Boston Globe foreign editor James Smith says that the milieu described by Neuffer in her deposition "was some years ago, in a different context from the present situation" facing journalists in the wake of the Randal ruling. Smith points to the predicament of journalists covering the allegations (later found to be erroneous) of massacres of Palestinian civilians by Israeli troops in the Jenin refugee camp this past spring as just the sort of situation in which the Randal subpoena would give Globe reporters and editors pause. At the time that UN inspectors were unsuccessfully seeking access to the site, Smith says: "We were out there [in Jenin] testing the implications of a massacre." By the logic of the Randal ruling, this is precisely the sort of situation in which a journalist who gained the access denied to investigators could be subpoenaed.

For his own part, says Smith, "I’m of the view that one should maintain an arm’s-length distance from investigators from one side or another." He adds that the Globe has no formal policy -- pro or con -- as yet on journalists’ cooperating with investigators.

The Post’s Steve Coll says that the Randal case has also started a process of reassessment at his newspaper. "I can’t say that we’ve issued new directives," he says. "The assistant managing editor for foreign news may have started discussions about this. On the other hand, everyone on our staff is aware of the Randal case and is cautioned by it. I know if I was out in the field and ran into investigators, in light of this issue I’d be wary, as are a great number of my colleagues."

Asked if he could imagine a situation in which the Post would place a blanket ban on journalists’ interacting with investigators, Coll is blunt: "Yeah, I can. I don’t know that we’d have an absolute policy, but we would spend more time policing the interaction of our reporters with investigators, just as we do with [reporters who work] with the police. A well-educated reporter is aware of the obvious perils of being in possession of materials of possible interest [to law-enforcement officials]. The situation has analogies that are not wildly off base."

Faced with a future of journalists fighting off international-tribunal subpoenas and news organizations blocking their reporters from talking to investigators, a strong case can be made that ICTY and other tribunals should institute clear rules to govern the interaction of international courts with journalists.

The Appeals Chamber of the ICTY will hear Randal’s case on October 4 in The Hague. But ICTY spokesperson Jim Landale says that no one should expect separate guidelines like those of the US Department of Justice to be issued by the court.

"I don’t think there will be any formal guidelines as such, aside from the ruling," says Landale. "I can’t guess or predict. That’s up to the judges."

On reflection, the transatlantic tussle over the testimony of journalists has all the hallmarks of a useless turf war. War-crimes tribunals need the bravery of journalists who uncover crimes.
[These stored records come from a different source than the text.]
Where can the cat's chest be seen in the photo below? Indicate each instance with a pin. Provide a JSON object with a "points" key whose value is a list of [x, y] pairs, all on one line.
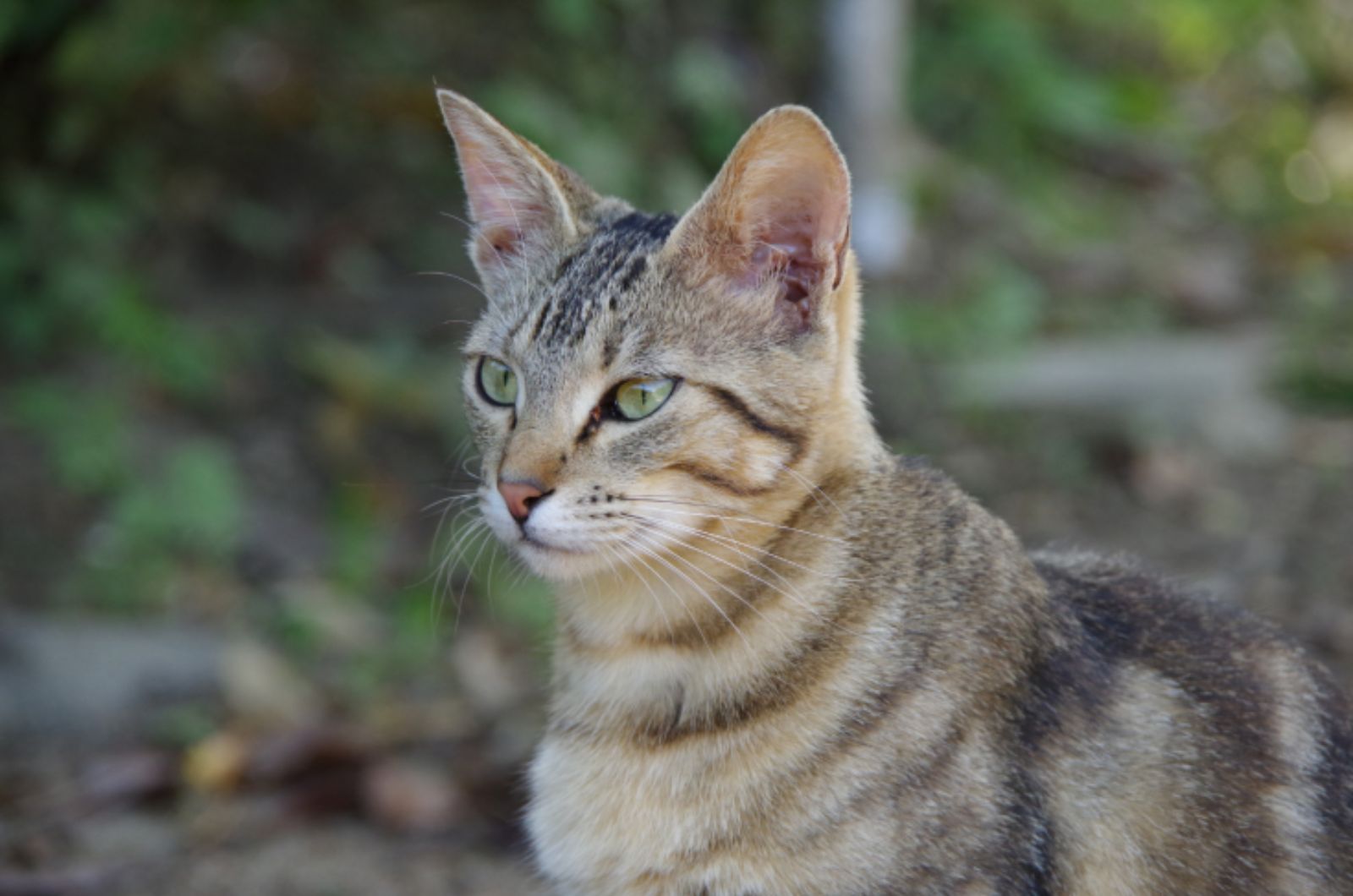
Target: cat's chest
{"points": [[622, 815]]}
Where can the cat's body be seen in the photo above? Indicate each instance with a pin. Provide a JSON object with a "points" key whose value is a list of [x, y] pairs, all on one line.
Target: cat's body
{"points": [[793, 664]]}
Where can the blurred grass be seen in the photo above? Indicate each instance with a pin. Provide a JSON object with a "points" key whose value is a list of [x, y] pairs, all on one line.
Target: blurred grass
{"points": [[222, 376]]}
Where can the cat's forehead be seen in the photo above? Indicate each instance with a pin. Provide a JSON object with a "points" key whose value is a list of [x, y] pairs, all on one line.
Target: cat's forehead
{"points": [[594, 301], [594, 285]]}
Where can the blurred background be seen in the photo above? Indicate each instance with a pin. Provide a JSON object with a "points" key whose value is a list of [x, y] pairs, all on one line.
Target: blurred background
{"points": [[1109, 285]]}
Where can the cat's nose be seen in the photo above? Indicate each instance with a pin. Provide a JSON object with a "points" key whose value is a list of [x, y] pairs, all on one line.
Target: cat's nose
{"points": [[521, 497]]}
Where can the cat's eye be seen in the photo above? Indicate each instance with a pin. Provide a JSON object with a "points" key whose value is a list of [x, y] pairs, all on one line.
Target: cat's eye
{"points": [[638, 398], [497, 382]]}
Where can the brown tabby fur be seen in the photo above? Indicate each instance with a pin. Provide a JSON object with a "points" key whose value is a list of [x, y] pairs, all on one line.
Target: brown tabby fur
{"points": [[791, 662]]}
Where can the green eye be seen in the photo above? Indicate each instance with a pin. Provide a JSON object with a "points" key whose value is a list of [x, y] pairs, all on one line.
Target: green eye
{"points": [[497, 382], [638, 398]]}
Journalists need a legal framework within which they can do their jobs and serve the public good.

The ICTY could lower the temperature by stepping back from the particular frustrations posed by the Randal case and reassessing the issue of journalists’ roles at the court.

A consensus supporting such a reexamination exists across the Atlantic as well as in the US. "I don’t see what makes state officials and [United Nations Protection Force] commanders so special," says Rowland. "Hey, let’s exempt DJs and beauticians as well. Given the brouhaha, controversy, and strong feelings provoked by the Randal case, and the general issue of journalists testifying, it does look as if the ICTY is going to have to look again at how it deals with journalists as potential witnesses."

Taking the time to offer protections to all journalists -- who share risks quite similar to those of the Red Cross and peacekeepers -- might also pay dividends for the future of international justice.